Bower, taking the stage first, emphasized the need to make learning relevant, a key factor—perhaps the key factor—in “creating a joyful and engaging (and sometimes messy) learning experience.” 

Why is relevance so important? Bower tied it to the specific developmental needs of this age group. “We know from the research on adolescent development that intellectual development at this stage of adolescence, while not as visible as physical, is just as intense,” he said. “Students at this age tend to be curious and want to learn about topics they find interesting and useful.” Bower shared student survey data from a science course showing 100% of students strongly agreed that the teacher connected skills and concepts to the real world. Bower also highlighted the expertise of humanities faculty who redesigned a unit in the Grade 7 curriculum in real time last fall to incorporate the unfolding Middle East crisis. 

Bower concluded with a slide showing students literally supporting one another as they climbed ladders as part of an outdoor-education retreat earlier this year. The ladder, he said, might symbolize what goes on in Middle School classrooms: “Our teachers construct the opportunities—to take on a challenge, to collaborate, to problem-solve—and, like the person at the bottom of the ladder, they provide the support. But ultimately the students need to lean into the discomfort, take the risks, and do the work that gets them through the challenge and solidifies their growth.”

The ladder also serves as a metaphor for the collaboration between Anderson and himself, he said, as he invited Anderson to the stage to talk about the Upper School. 

Anderson’s message was clear: While the Upper School curriculum is rigorous and places great demands on our students, the hard work is undergirded with community, connection, and support. “Learning starts with belonging; rigor should be embedded in joy; students need oxygen to grow; this is how Excellence with Humanity should look at Rivers,” said Anderson.

She shared a pie chart illustrating how students typically divide their time during the school day.  Anderson described coming modifications to the program, such as reducing the size of Grade 9 wellness groups and shifting the emphasis in the Grade 10 Foundations course to amplify direct engagement opportunities. She touched on new offerings that increase curricular enrichment, such as a creative writing program launched this year and a pilot program for 11th graders in life science research leading into a Grade 12 advanced science research seminar. “Always,” she concluded, “we’ll strive for responsible program growth in the context of our core mission: to provide an excellent learning experience for our students, humanely and thoughtfully delivered.”

With that, Dahlem returned to the podium to speak about laying the groundwork for the school’s next chapter.
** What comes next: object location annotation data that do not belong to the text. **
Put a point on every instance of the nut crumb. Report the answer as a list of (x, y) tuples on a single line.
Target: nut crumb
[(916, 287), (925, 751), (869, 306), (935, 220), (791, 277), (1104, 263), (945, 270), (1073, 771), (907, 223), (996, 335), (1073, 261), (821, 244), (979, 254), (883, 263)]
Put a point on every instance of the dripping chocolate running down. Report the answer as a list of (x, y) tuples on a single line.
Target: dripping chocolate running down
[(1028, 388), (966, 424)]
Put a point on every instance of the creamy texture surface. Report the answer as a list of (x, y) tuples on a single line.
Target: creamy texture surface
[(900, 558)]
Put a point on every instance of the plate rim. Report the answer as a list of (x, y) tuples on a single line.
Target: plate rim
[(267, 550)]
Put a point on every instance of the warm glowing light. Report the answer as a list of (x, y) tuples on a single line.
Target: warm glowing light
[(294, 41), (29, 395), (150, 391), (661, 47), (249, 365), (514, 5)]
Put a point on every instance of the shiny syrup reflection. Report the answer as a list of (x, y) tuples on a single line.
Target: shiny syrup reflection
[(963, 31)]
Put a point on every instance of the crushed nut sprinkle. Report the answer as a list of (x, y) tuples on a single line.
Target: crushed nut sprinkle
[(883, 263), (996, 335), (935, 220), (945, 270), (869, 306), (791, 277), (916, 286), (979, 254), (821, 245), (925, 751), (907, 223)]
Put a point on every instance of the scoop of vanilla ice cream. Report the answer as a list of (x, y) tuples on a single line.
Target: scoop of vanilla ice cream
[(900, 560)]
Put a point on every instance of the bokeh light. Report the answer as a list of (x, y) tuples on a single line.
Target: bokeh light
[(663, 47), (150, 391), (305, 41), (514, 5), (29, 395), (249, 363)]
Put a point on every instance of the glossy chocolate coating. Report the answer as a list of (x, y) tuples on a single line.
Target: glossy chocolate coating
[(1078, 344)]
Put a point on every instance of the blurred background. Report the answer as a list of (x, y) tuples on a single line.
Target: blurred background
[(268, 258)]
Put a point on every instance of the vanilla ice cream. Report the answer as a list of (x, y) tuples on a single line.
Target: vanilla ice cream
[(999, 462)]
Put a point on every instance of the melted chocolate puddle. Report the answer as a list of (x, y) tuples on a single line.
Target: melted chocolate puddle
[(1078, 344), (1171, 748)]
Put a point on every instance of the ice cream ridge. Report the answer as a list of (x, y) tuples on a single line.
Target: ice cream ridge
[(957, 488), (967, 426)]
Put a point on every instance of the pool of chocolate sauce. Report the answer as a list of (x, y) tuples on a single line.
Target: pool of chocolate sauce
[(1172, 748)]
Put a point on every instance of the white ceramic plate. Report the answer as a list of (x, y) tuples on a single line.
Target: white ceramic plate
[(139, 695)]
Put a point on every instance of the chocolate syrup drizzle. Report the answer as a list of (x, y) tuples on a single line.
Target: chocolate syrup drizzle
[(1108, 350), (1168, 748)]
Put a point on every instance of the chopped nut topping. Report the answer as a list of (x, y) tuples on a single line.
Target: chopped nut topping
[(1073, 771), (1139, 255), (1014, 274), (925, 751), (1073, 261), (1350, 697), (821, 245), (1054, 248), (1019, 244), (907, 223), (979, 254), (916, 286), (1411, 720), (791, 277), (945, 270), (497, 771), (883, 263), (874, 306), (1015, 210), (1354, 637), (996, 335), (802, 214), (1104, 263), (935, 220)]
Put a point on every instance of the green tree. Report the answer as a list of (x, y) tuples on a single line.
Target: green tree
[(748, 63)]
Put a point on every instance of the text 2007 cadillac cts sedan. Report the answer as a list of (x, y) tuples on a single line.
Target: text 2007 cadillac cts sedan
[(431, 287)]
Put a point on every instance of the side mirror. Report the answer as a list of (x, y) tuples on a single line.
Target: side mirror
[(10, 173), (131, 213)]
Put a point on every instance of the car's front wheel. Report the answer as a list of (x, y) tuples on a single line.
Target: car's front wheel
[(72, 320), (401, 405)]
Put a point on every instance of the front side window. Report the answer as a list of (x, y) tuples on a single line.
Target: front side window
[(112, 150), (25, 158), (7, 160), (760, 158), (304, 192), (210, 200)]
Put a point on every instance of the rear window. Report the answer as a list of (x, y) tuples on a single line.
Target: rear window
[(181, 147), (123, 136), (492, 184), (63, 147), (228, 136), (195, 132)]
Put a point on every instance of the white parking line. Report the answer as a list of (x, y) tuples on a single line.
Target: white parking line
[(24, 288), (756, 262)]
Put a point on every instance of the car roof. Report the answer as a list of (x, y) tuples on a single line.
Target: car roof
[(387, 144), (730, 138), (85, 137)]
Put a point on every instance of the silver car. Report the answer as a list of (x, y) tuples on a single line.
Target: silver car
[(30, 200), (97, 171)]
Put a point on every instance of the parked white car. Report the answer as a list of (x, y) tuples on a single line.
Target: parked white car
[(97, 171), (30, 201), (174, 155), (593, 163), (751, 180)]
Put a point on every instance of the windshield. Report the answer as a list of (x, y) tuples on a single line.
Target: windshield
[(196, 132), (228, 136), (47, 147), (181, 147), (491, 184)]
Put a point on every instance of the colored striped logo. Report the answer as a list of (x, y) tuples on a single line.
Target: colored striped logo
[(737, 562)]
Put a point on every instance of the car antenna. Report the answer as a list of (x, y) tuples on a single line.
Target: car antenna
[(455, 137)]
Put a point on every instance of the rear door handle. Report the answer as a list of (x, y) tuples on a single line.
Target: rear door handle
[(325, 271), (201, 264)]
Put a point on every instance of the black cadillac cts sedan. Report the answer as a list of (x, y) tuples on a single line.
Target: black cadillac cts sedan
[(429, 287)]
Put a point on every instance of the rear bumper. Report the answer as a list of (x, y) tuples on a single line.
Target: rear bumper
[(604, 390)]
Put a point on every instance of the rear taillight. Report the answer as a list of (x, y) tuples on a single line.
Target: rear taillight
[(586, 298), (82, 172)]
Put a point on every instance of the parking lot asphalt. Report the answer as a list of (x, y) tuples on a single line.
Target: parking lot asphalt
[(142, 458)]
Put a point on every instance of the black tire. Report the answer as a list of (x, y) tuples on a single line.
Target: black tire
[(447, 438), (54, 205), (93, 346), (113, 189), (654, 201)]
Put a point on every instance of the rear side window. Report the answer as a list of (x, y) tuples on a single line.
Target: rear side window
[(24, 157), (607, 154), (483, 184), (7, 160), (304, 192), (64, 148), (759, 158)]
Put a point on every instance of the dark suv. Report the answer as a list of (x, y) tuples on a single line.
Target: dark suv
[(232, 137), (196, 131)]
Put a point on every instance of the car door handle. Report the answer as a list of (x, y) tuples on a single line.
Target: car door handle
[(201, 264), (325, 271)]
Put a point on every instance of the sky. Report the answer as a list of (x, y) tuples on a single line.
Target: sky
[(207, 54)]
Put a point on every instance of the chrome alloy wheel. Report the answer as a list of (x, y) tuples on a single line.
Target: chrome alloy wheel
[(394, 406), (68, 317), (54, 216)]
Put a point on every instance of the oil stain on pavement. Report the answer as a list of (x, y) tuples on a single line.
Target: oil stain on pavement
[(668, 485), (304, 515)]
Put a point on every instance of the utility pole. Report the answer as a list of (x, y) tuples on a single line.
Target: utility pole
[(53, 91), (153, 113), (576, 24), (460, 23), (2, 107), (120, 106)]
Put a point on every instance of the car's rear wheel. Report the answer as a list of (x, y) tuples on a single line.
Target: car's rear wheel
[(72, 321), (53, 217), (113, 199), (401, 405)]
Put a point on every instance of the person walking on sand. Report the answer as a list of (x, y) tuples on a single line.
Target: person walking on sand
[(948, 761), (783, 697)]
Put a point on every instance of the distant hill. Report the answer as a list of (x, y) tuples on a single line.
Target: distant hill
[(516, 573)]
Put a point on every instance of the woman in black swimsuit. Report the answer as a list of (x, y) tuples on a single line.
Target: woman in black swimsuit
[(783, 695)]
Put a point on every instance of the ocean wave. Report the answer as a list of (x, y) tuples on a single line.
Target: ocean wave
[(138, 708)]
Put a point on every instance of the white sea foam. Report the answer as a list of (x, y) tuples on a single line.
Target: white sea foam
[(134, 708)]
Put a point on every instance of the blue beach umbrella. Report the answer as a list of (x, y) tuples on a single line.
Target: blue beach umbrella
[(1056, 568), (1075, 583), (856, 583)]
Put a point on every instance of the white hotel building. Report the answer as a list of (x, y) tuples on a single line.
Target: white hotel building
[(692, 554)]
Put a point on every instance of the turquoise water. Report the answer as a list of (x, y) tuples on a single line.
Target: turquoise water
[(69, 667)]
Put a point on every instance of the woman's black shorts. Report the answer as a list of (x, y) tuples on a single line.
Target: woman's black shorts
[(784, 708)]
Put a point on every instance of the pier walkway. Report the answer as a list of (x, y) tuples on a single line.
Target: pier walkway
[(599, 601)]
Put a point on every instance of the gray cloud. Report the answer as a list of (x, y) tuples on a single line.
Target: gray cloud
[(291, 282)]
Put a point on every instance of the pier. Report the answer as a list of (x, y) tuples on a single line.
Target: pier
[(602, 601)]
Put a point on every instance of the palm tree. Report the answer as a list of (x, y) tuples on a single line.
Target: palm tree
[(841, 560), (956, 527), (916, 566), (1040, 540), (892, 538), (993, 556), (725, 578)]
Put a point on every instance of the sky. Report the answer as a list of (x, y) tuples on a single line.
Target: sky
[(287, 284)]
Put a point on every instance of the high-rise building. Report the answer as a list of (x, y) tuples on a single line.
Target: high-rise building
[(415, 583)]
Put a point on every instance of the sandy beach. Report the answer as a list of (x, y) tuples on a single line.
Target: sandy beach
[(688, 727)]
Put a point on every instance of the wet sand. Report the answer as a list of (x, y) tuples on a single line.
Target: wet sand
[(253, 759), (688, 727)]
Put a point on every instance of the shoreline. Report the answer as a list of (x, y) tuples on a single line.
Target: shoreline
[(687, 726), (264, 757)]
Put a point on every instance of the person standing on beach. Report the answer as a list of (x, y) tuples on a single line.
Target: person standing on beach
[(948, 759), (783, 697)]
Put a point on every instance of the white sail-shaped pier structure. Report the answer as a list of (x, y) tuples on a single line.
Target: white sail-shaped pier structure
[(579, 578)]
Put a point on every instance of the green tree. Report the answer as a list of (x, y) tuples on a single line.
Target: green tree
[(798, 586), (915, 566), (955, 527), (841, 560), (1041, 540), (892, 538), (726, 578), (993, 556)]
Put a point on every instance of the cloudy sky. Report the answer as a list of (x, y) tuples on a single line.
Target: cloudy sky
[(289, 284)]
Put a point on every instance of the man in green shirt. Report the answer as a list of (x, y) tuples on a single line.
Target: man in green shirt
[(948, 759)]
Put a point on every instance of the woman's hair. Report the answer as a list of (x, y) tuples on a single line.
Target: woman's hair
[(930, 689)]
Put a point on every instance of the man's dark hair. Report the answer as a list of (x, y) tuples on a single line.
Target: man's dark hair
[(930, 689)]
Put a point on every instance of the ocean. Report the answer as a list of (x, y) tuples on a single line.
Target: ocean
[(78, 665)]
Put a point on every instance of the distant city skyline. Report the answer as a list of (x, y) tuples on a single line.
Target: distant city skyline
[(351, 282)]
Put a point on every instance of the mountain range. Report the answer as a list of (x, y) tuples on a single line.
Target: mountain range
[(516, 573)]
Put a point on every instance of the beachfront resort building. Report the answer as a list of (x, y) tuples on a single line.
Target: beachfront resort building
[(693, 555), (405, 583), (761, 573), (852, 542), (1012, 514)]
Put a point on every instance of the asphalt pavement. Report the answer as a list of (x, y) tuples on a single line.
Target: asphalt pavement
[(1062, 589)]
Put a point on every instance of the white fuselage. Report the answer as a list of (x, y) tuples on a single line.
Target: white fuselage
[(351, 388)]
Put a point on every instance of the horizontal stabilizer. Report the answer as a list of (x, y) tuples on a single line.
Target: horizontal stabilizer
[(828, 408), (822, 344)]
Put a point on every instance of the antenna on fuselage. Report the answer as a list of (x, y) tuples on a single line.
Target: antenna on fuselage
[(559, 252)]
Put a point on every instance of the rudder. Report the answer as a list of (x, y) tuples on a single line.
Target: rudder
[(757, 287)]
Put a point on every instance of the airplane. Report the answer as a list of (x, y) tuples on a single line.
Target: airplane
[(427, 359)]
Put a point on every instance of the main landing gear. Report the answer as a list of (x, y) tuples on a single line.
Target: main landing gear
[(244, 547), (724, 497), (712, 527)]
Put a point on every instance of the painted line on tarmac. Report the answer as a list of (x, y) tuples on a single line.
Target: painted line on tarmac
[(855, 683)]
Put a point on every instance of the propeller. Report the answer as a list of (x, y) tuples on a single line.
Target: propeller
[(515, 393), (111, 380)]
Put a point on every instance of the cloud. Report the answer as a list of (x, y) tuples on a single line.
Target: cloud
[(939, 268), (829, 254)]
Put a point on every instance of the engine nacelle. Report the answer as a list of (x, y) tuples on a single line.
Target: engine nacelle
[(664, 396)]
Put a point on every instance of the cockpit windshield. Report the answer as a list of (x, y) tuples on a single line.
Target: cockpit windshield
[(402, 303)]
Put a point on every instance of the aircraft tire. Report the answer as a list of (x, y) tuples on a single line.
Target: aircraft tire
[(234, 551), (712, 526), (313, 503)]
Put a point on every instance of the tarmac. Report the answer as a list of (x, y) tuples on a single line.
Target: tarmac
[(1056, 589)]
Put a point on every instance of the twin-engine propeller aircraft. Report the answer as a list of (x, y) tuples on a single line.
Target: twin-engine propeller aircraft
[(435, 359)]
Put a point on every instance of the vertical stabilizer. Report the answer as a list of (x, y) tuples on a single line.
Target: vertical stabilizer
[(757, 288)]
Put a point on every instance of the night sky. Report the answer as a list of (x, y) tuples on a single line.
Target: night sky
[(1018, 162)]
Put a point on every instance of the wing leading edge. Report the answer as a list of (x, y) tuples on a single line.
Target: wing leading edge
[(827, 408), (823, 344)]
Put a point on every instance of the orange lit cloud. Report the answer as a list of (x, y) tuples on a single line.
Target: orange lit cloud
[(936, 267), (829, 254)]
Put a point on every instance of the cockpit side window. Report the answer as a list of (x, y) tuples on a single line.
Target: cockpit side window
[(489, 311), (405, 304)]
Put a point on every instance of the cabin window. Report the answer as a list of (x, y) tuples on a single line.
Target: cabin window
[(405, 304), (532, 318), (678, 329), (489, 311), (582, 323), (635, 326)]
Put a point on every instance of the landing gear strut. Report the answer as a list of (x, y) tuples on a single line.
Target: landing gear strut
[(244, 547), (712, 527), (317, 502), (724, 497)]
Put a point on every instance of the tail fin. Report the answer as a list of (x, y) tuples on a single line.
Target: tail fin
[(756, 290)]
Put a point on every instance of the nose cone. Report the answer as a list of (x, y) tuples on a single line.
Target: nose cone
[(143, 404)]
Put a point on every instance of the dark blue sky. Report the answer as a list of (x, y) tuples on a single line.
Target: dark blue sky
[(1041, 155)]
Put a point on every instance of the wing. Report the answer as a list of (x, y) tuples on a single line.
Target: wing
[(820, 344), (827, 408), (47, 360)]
He shared a graphic that enumerated the inputs that will inform the next strategic plan, including the AISNE accreditation process, a market research study, a campus master plan refresh, a mission and core values review, and a strategic planning summit next fall. Dahlem presented a broad timeline for these efforts, culminating in a finalized strategic plan in the spring of 2025.

As Dahlem looked toward the future, he noted the wisdom he’d gleaned from an early conversation with student-body co-presidents Leila Saponaro ’24 and Jack Renaud ’24, who advised him to “make Rivers even more Rivers.” Dahlem concluded by sharing his excitement about being at Rivers and invited community members to join in the aspirational journey ahead that will continue the school’s remarkable trajectory. Dahlem closed the program to applause with a spirited “Go Red Wings!”